Saturday, June 09, 2007
Dorothy Parker was my childhood idol, which perhaps tells you more about me than I would willingly reveal. I never see violets without thinking of her poem:
Sweet Violets You are brief and frail and blue-- Little sisters, I am too. You are Heaven's masterpieces-- Little loves, the likeness ceases.
Friday, June 08, 2007
We finally got the garden out last week. I'd blogged about my tomato seeds in April, and I got a very good germination rate from the Seedsavers seeds--much better than I usually get from the standard commercial seed catalog products. The Seedsavers broccoli also did very well.Calabrese Broccoli
Brought to America by Italian immigrants in the 1880s. Popular market variety. Tight heads can grow up to 8" in diameter. After the central head is harvested, side shoots follow. 58-90 days from transplant.
Tomatoes and broccoli are looking very good in the garden now. We also planted Seedsavers beans and squash seeds. It's too early to expect to see them come up, but I go out to the garden and look several times a day.Black Valentine Beans
Introduced in 1897 by Peter Henderson & Company. Shiny black seeds and 6" pods. Excellent for use as a fresh snap bean or a dry soup bean. Prolific and dependable plants produce pods borne above the foliage. Bush habit, 49-55 days.Cherokee Trail of Tears Bean
Given to SSE in 1977 by the late Dr. John Wyche, SSE member from Hugo, OK. Dr. Wyche's Cherokee ancestors carried this bean over the Trail of Tears, the infamous winter death march from October 1838 in the Smoky Mountains to March 26, 1839 in Oklahoma, leaving a trail of 4,000 graves. Shiny jet-black seeds. Green 6" pods with purple overlay, good for snaps and dry beans. Pole habit, 85 days.

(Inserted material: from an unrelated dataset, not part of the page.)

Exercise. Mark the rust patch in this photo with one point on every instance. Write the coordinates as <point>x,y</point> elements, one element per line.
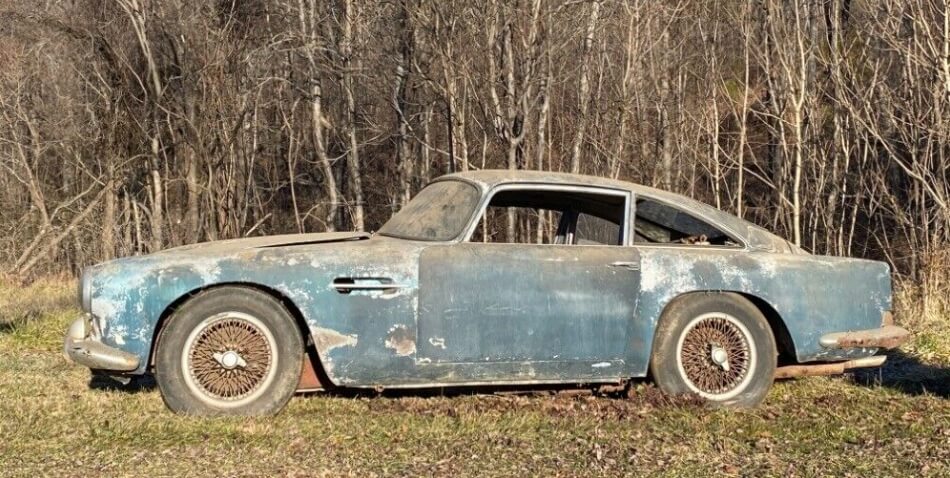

In addition to these two bean varieties, our neighbor gave us some seeds from his "Logan Giants" pole beans. We've eaten these in previous years, and I really like them. I overdid it with squash this year, and because these three varieties are all the same species, Cucurbitus pepo, they will cross-pollinate, and I won't be able to save seeds from them. However, it will be a chance to decide what squash we like the best.Fordhook Acorn Squash
(C. pepo) Introduced in 1890 by W. Atlee Burpee of Philadelphia and named for their Fordhook trial grounds at Doylestown, Pennsylvania. Vining plants with long fruits similar to acorns. Can be eaten fresh around 56 days and used for baking after 85 days. Fruits seldom weigh more than two pounds. Very hard to find.Golden Zucchini Squash
(C. pepo) Developed by breeders at W. Atlee Burpee from material supplied by Dr. Ovid Shifriss at Rutgers, introduced in 1973. Glossy golden-yellow, cylindrical fruits on productive, compact bush plants. A great addition to any farm market stand or home garden. 50-55 days.Summer Crookneck Squash
(C. pepo) Semi-open bush plants produce extended heavy crops of smooth light yellow fruits with curved necks, bumped developed after edible stage. Best eaten when 5-6" long. Creamy-white sweet mild flesh has excellent flavor. Keep picked clean to enjoy all season. 55-60 days.